Welcome to Dave's Shop Talk's Home Improvement Newsletter of questions from our members on their construction projects, a Tip of the Month and a home remodeling article, both from our website at http://daveosborne.com.

Tip of the Month

When removing studs from a bearing wall, be sure to install a header and posts to carry the weight over the opening.

And a Bonus Tip:

For cutting stucco, plaster or masonry with a circular saw, use a carborundum blade. For cutting steel or metals use an aluminum oxide blade.

Ask Dave!

We received quite a few emails asking for more info about me, so for the next few issues of this newsletter, I'll give some of my biography as it relates to my construction career.

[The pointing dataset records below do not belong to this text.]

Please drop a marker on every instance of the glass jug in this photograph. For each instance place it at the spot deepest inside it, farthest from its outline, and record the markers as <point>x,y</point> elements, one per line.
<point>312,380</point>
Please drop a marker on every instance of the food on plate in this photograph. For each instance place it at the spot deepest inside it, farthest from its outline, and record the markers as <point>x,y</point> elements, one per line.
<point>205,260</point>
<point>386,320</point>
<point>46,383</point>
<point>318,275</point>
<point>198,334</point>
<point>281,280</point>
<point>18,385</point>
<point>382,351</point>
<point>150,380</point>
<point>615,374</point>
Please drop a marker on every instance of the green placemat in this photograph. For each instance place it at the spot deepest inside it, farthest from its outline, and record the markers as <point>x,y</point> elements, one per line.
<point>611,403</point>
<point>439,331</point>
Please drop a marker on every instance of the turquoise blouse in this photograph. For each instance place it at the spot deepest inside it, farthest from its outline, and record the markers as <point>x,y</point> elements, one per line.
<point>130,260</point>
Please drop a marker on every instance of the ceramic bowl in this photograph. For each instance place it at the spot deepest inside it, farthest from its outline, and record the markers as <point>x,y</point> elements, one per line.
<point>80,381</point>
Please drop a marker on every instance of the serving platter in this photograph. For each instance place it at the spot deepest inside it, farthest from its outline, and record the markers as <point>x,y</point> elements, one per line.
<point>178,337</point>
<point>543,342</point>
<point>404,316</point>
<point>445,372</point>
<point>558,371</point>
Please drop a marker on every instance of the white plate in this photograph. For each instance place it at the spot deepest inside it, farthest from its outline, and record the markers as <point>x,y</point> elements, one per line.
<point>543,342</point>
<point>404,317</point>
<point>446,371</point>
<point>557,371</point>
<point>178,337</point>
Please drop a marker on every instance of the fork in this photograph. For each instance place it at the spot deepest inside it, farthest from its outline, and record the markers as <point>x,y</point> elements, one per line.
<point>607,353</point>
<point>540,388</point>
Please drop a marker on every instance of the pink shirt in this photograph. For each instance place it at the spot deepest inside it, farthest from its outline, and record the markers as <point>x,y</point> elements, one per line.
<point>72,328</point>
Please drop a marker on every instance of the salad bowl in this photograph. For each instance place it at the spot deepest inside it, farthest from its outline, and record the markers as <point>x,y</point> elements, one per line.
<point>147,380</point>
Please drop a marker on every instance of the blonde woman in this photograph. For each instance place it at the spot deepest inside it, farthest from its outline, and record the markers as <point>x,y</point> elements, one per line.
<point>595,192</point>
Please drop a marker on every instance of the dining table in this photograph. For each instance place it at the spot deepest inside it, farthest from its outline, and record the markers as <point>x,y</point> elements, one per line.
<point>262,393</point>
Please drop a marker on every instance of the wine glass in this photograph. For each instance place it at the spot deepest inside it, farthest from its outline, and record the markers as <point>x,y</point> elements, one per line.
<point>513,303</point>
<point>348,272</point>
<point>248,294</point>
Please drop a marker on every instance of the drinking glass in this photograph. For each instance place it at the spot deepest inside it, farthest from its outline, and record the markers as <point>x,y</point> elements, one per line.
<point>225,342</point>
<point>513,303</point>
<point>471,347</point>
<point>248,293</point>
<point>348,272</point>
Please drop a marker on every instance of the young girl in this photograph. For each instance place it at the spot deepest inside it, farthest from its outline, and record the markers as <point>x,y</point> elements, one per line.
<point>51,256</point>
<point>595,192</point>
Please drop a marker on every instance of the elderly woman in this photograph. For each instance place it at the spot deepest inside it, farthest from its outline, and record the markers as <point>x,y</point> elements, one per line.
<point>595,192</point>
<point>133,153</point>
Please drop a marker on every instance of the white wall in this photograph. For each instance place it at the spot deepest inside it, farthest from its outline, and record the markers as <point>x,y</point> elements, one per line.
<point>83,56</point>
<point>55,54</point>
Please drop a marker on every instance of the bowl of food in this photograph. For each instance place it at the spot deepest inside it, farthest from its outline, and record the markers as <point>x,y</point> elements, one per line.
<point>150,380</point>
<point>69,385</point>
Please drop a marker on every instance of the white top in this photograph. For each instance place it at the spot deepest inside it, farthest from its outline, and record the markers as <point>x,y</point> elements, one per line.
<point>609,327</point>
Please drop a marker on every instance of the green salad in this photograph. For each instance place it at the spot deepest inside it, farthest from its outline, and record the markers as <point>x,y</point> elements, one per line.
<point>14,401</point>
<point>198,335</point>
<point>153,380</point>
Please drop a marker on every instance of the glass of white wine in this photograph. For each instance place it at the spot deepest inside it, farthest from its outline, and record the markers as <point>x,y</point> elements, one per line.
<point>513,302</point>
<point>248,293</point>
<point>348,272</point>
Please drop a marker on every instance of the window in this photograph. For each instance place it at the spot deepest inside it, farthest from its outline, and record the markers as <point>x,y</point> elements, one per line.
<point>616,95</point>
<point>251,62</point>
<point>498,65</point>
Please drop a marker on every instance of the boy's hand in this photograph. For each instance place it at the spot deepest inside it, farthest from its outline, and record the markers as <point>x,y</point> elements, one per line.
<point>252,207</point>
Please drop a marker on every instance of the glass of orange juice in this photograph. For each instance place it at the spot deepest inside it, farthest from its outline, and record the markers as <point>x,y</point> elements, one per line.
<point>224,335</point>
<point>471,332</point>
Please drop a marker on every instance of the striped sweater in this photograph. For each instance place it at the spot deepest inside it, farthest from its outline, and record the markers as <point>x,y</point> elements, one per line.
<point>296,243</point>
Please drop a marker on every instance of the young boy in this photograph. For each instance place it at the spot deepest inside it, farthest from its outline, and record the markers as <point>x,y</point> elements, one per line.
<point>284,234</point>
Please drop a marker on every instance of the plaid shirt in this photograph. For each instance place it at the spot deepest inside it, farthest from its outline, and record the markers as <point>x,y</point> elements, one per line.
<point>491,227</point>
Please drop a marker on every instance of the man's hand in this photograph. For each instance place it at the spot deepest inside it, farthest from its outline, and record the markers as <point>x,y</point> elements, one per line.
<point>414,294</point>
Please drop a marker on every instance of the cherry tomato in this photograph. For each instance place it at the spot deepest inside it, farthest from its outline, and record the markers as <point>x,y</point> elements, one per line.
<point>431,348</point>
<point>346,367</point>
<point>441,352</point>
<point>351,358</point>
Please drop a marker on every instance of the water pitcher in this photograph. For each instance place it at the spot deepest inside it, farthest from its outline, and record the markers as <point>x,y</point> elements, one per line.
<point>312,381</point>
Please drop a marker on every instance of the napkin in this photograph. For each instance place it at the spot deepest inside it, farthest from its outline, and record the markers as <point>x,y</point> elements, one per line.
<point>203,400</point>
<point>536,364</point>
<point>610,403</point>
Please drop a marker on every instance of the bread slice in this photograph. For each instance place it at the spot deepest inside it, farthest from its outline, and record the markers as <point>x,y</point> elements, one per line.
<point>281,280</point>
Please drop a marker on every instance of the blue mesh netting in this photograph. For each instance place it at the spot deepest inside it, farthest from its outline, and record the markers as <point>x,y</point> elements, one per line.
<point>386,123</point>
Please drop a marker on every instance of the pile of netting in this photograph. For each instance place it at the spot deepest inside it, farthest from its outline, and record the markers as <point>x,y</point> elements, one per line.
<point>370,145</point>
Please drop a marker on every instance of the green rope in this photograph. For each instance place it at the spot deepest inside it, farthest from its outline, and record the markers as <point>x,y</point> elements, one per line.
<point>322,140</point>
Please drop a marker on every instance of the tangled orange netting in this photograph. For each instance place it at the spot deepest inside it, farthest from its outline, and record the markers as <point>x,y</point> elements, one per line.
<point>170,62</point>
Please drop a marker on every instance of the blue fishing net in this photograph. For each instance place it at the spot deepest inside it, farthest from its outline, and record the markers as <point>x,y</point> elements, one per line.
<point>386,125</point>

It started in July and August of 1960, my father was the Superintendent (and Project Manager) on a bridge job west of Williams Lake in the interior of the province of British Columbia, (BC) Canada. Most think Canada is the Cold North. Not in the Summer months! Dad and I were used to moderate temperatures in Vancouver, but on the bridge site we experienced temperatures of 120° F that summer. I was getting nose bleeds it was so hot. I was still in high school that year. I wasn't supposed to be working at age 15, but Dad pulled some strings with his boss and got me pulling nails out of boards used for formwork. Dad came to me one day and told me to start straightening the nails that were laying on the ground all around me. He bought out all the nails in the store in Williams Lake and the guys on the job had run out.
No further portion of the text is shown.